Front. Psychiatry, 13 October 2023
Sec. Forensic Psychiatry
This article is part of the Research Topic Evidence-based frameworks of assessment and treatment in forensic psychiatry practice View all 8 articles

Editorial: Evidence-based frameworks of assessment and treatment in forensic psychiatry practice

  • 1Forensic Psychiatry Unit, Department of Psychiatry, Bakirkoy Prof. Mazhar Osman Training and Research Hospital for Psychiatry, Neurology, and Neurosurgery, Istanbul, Turkiye
  • 2Department of Psychiatry, Trinity College Dublin, Dublin, Ireland
  • 3School of Law, University of Limerick, Limerick, Ireland
  • 4Departments of Psychological Science and Criminology, Law and Society, University of California, Irvine, Irvine, CA, United States

Forensic psychiatry thrives within the complex overlap of two seemingly distinct realms: the legal arena and the field of psychiatry. It focuses on evaluating and treating mental disorders when they appear linked to criminal behavior. Forensic psychiatry has evolved into a recognized discipline with a robust background of scientific inquiry, primarily because mental health care has always had a significant interface with the law. While it is fundamentally a clinical discipline, it also demands a comprehensive understanding of the law for effective clinical practice.

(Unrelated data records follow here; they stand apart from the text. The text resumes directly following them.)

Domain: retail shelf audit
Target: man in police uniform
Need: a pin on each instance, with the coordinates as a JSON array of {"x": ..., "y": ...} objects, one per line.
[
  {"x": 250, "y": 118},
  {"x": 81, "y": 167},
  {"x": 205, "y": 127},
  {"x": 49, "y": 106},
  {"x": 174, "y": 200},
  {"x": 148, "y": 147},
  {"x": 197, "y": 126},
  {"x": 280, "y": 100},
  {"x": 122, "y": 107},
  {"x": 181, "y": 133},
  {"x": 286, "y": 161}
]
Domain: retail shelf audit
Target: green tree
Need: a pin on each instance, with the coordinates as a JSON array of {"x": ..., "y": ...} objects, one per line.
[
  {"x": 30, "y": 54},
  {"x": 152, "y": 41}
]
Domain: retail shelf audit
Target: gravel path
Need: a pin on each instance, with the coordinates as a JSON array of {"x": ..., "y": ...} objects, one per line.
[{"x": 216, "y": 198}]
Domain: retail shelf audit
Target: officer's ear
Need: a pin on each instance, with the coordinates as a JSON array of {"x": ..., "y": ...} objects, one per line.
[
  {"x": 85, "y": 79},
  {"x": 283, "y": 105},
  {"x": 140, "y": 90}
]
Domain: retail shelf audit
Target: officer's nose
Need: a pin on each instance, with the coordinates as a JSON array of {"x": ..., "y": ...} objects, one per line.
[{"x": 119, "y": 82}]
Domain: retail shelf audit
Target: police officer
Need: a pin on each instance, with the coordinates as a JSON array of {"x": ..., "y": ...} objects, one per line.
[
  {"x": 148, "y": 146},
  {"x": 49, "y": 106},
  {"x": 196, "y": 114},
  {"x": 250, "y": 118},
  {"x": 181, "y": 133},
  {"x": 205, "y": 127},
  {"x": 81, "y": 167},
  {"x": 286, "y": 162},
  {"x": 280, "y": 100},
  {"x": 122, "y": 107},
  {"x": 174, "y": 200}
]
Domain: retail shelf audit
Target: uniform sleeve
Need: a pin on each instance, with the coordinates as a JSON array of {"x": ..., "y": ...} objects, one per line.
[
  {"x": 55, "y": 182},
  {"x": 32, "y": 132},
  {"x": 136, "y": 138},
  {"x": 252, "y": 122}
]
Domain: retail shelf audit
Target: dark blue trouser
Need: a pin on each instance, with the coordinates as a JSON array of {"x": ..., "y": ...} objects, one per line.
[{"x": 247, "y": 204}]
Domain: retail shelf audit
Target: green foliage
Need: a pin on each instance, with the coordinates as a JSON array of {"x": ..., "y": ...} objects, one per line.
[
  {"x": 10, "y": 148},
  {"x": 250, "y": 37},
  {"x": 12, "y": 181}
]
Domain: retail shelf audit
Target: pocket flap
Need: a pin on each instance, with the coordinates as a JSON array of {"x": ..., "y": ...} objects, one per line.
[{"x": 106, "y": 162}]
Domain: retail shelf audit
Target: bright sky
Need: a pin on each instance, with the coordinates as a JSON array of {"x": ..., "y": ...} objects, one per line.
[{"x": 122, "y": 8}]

While most instances in this field generally do not generate significant conflicts, the intersection of medicine and law can occasionally give rise to conflict and intricate ethical dilemmas, sometimes concurrently, due to its inherent subjectivity (1). To effectively address these issues, forensic psychiatry should firmly establish itself on the foundation of academic rigor and an evidence-based approach within its own domain. Whether engaging in psychiatric assessments or treatments, the practice of forensic psychiatry should be underpinned by empirical data and statistical analysis. Despite variations in legal frameworks governing forensic psychiatry across different countries and jurisdictions, it is crucial to prioritize the incorporation of the most robust available scientific knowledge into the practice of the field (2). This effort not only contributes to the pursuit of justice but also holds the potential to mitigate reoffending and advance broader objectives related to public safety and health.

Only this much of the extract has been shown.